Single-centre retrospective study of cirrhotic men who had TT levels measured between 2002 and 2020. A cut-off of 12 nmol/L was used to define low TT and 230 pmol/L for calculated free testosterone (cFT). Linear and logistic regression used to adjust for variables known to affect testosterone levels and assess for an association between levels and outcomes.

Results

Of 766 cirrhotic men, 33.3% had alcohol-related liver disease (ALD) and 11.9% had non-alcoholic fatty liver disease (NAFLD). The median age was 56 years (interquartile range (IQR) 50–61), and the model for end-stage liver disease (MELD) score 14 (IQR 9-20). TT levels were low in 53.3% of patients, (median 11.0 nmol/L; IQR 3.7–19.8) and cFT low in 79.6% (median 122 pmol/L; IQR 48.6-212). Median TT was lower in men with ALD (7.6 nmol/L; IQR 2.1–16.2) and NAFLD (9.8 nmol/L; IQR 2.75-15.6) compared to other aetiologies (11.0 nmol/L; IQR 3.73-19.8) (p < 0.001 for all), which remained true after adjustment for age and MELD score. TT was inversely associated with 12-month mortality or transplant (381 events, p = 0.02) and liver decompensation (345 events, p = 0.004).

Conclusions

Low serum testosterone is common in cirrhotic men and is associated with adverse clinical outcomes. TT levels are significantly lower in ALD and NAFLD compared to other disease aetiologies. Further large-scale studies are required to assess the potential benefits of testosterone therapy.

Keywords:

• Testosterone
• cirrhosis
• non-alcoholic fatty liver disease
• alcohol-related liver disease
• liver transplantation

Disclosure statement of interest

Ross Apostolov, Darren Wong, Elizabeth Low, Karl Vaz, Jessica Spurio, Thomas Worland, Roseanne Kimberley Chan have no conflicts of interest to declare. Paul Gow and Marie Sinclair have received project grants for research from Bayer Pharma AG. Mathis Grossmann has received research funding from Bayer Pharma AG, Otzuka and speaker’s honoraria from Besins Health Care and Novartis.

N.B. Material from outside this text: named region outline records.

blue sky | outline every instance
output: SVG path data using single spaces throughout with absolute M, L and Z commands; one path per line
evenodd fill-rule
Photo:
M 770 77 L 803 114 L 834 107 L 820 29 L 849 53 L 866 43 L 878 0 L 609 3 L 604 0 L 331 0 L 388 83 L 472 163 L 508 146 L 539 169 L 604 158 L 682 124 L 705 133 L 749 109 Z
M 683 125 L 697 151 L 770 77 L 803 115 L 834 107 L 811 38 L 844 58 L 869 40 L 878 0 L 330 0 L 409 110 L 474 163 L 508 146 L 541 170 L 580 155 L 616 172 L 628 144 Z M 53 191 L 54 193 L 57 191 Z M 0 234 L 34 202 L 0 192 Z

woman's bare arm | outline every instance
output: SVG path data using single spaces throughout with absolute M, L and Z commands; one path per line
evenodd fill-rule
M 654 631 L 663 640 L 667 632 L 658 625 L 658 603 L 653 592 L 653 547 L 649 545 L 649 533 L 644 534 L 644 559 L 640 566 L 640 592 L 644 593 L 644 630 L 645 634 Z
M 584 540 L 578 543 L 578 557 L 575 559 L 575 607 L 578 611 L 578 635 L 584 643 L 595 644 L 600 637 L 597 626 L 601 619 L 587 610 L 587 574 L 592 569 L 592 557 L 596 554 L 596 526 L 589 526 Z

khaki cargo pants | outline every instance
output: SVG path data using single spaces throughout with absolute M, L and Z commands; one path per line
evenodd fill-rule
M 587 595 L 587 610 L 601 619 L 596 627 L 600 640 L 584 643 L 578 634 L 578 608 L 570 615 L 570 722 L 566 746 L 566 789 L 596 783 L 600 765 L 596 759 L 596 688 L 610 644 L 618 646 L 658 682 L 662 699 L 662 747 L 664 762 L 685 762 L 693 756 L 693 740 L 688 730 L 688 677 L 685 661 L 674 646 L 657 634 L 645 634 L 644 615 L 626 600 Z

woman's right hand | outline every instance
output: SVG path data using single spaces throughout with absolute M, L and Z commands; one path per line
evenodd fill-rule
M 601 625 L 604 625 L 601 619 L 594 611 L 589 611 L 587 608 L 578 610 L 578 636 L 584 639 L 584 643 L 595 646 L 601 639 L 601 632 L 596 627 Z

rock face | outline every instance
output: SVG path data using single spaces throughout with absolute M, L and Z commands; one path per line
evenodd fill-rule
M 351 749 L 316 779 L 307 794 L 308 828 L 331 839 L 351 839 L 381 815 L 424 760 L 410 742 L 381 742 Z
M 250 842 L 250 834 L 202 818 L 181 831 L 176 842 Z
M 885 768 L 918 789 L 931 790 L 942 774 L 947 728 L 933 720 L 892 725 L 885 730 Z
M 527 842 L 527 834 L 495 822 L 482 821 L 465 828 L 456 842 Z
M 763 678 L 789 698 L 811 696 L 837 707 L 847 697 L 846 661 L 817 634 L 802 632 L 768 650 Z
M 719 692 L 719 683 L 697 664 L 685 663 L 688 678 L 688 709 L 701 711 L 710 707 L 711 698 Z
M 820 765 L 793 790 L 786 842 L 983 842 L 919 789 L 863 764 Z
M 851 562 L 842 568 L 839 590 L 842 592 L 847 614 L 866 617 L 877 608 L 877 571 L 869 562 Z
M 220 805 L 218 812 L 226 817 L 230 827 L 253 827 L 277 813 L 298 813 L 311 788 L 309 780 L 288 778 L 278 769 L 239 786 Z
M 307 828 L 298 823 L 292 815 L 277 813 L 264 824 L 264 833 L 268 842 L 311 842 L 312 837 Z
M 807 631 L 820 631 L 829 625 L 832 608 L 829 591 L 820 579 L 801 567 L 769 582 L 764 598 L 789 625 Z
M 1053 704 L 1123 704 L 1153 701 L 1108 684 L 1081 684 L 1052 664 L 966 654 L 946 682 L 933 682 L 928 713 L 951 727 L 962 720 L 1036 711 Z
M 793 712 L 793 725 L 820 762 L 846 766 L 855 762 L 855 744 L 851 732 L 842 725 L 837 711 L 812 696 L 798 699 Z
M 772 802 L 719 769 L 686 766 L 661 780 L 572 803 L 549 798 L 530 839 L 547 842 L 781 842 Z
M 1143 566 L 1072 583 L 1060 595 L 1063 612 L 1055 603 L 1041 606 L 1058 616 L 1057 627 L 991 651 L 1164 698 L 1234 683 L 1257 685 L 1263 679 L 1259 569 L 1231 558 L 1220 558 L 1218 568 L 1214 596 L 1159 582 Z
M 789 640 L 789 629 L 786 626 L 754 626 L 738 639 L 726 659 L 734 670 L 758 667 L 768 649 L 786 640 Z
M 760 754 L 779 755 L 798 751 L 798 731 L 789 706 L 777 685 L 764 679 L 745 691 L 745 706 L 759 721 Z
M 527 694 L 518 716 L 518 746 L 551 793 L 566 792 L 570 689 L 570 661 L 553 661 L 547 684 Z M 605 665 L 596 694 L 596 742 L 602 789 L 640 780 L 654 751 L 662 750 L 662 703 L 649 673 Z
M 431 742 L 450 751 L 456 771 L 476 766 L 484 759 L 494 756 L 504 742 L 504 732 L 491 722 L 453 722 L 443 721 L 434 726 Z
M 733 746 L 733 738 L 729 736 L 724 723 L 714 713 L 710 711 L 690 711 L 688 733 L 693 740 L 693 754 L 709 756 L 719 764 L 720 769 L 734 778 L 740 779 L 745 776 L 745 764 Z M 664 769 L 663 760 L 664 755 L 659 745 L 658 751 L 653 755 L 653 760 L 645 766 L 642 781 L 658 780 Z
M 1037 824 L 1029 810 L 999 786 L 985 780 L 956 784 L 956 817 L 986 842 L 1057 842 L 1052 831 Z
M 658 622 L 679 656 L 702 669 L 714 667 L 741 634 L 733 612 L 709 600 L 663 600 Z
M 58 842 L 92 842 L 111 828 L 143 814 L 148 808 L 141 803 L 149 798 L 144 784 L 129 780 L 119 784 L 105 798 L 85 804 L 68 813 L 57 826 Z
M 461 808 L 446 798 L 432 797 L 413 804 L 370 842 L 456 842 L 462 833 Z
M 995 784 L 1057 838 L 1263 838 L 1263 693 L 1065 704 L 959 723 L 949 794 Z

Data availability statement

The data that support the findings of this study are available from the corresponding author, RA, upon reasonable request.

Additional information

Funding

RA was supported by a National Health and Medical Research Council Postgraduate Fellowship (Grant number 1191028). MG was supported by a National Health and Medical Research Council Project Grant (Grant number 1099173). MS was supported by a National Health and Medical Research Council Early Career Fellowship (Grant number 1138374).